Speed vs. Thoroughness
We chose thoroughness. Parallel agent analysis takes longer but provides better signals.
Flexibility vs. Consistency
We chose consistency in the core, flexibility in the edges. Convergence is deterministic; agents are pluggable.
Developer Experience vs. End-User Experience
We prioritized developers (security engineers, researchers) over casual users. The system is built to be integrated.

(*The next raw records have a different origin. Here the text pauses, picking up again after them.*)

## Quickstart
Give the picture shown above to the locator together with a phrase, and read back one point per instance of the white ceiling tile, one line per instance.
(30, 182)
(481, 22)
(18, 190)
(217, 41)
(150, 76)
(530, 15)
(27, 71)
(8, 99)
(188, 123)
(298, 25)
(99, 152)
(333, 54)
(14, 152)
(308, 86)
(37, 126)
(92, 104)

Decisions Rejected (and Why)
1. LLM-as-Arbiter
Rejected: Would hide reasoning in black box Chosen: Deterministic metrics anyone can audit
2. Single Confidence Score
Rejected: Collapses uncertainty Chosen: Multiple metrics (residual disagreement, entropy, overlap)
3. Transient Results
Rejected: No audit trail Chosen: Complete artifact persistence
4. Fixed Thresholds
Rejected: Not adaptable to different risk profiles Chosen: Configurable thresholds
5. Closed System
Rejected: Cannot extend or modify Chosen: Open source with pluggable architecture
Evolution of Decisions
The system has evolved through these decision points:
- v0.1: Proof of concept with hard-coded prompts
- v0.5: Added structured outputs and basic replay
- v1.0: Deterministic convergence and artifact contracts
- v1.5: Production deployment with monitoring
- Current: Pluggable agents and MITRE integration
Each version added complexity only when necessary to solve a specific problem.
Principles Over Rules
These decisions follow core principles:
- Transparency over magic
- Reproducibility over speed
- Measurement over intuition
- Extensibility over perfection
- Engineering over marketing
The system is built to be understood, not just used.
These decisions document the engineering, not justify it. The code is the proof; this page is the explanation.